Interview Question: "How do you prevent metrics from being gamed?"
Strong Answer: "I'd use multiple complementary metrics that are hard to game simultaneously—for example, both velocity AND quality metrics. I'd focus on outcome metrics (customer satisfaction, business results) rather than activity metrics (lines of code, PRs merged). I'd treat metrics as diagnostic tools for improvement, not performance targets. And I'd regularly rotate which metrics we emphasize to prevent gaming any single measure."

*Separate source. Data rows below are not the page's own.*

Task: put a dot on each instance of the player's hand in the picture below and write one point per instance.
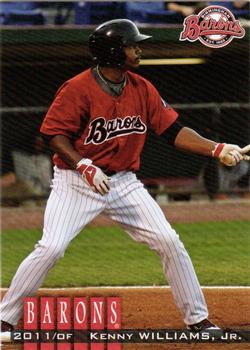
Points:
(93, 176)
(230, 155)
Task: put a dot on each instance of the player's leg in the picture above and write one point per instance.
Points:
(132, 206)
(70, 207)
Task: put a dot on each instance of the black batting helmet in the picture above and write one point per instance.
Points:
(108, 40)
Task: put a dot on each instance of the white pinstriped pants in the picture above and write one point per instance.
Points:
(72, 205)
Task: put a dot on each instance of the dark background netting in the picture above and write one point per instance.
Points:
(212, 97)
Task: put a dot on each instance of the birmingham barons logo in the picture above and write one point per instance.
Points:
(215, 26)
(101, 130)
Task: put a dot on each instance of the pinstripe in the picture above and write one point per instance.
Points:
(57, 234)
(72, 205)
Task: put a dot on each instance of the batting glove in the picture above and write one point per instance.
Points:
(230, 155)
(93, 176)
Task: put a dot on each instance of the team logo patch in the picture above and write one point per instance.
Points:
(101, 130)
(214, 26)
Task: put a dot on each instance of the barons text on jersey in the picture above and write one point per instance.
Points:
(101, 130)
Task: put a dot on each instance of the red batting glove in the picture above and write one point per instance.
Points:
(93, 176)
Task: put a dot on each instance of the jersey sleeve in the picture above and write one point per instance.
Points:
(66, 114)
(161, 114)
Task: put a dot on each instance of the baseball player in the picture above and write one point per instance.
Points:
(97, 127)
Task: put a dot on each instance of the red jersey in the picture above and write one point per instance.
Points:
(111, 131)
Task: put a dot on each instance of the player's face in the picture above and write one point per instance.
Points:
(133, 54)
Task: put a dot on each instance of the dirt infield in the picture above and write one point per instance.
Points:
(154, 308)
(182, 212)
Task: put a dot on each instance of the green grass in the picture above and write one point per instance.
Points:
(108, 256)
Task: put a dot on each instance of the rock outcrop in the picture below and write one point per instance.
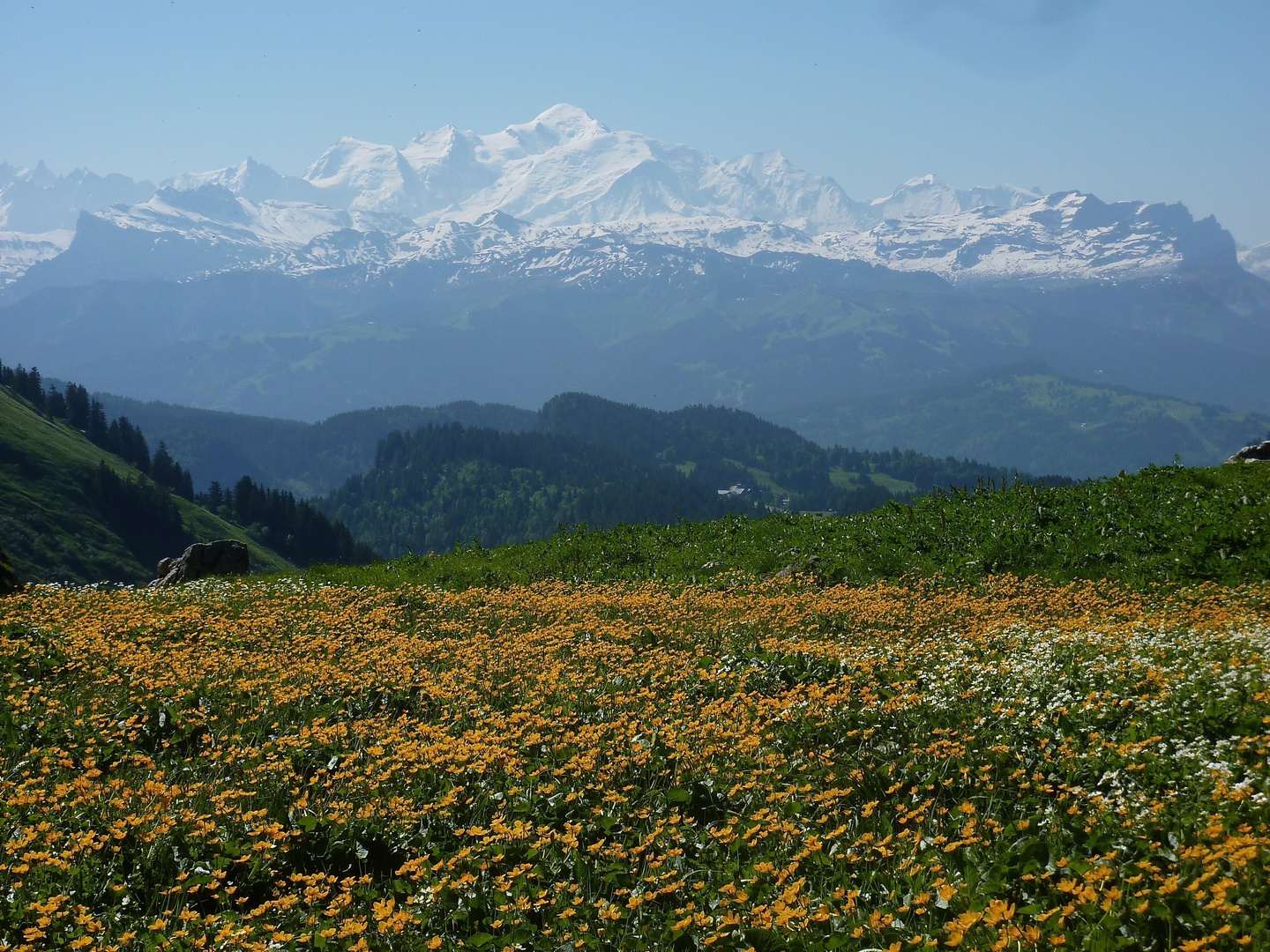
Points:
(1256, 453)
(225, 556)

Building a Metrics Dashboard
Recommended Metrics by Role:
Engineering Manager:
- DORA metrics (deployment frequency, lead time, MTTR, change failure rate)
- Sprint predictability
- Team capacity utilization
- Code review turnaround
- Defect escape rate
Product Manager:
- Velocity/throughput
- Cycle time
- Sprint goal success rate
- Customer-reported issues
- Feature adoption rates
Executive/Stakeholder:
- On-time delivery rate
- Budget variance
- Team satisfaction (eNPS)
- Customer satisfaction (NPS)
- Business outcome metrics
Conclusion
Effective metrics drive improvement when used thoughtfully. Focus on balanced scorecards that measure multiple dimensions, emphasize team outcomes over individual output, and remember that metrics are tools for learning and improvement—not weapons for blame. In interviews, demonstrate that you understand both what to measure and the human dynamics around measurement.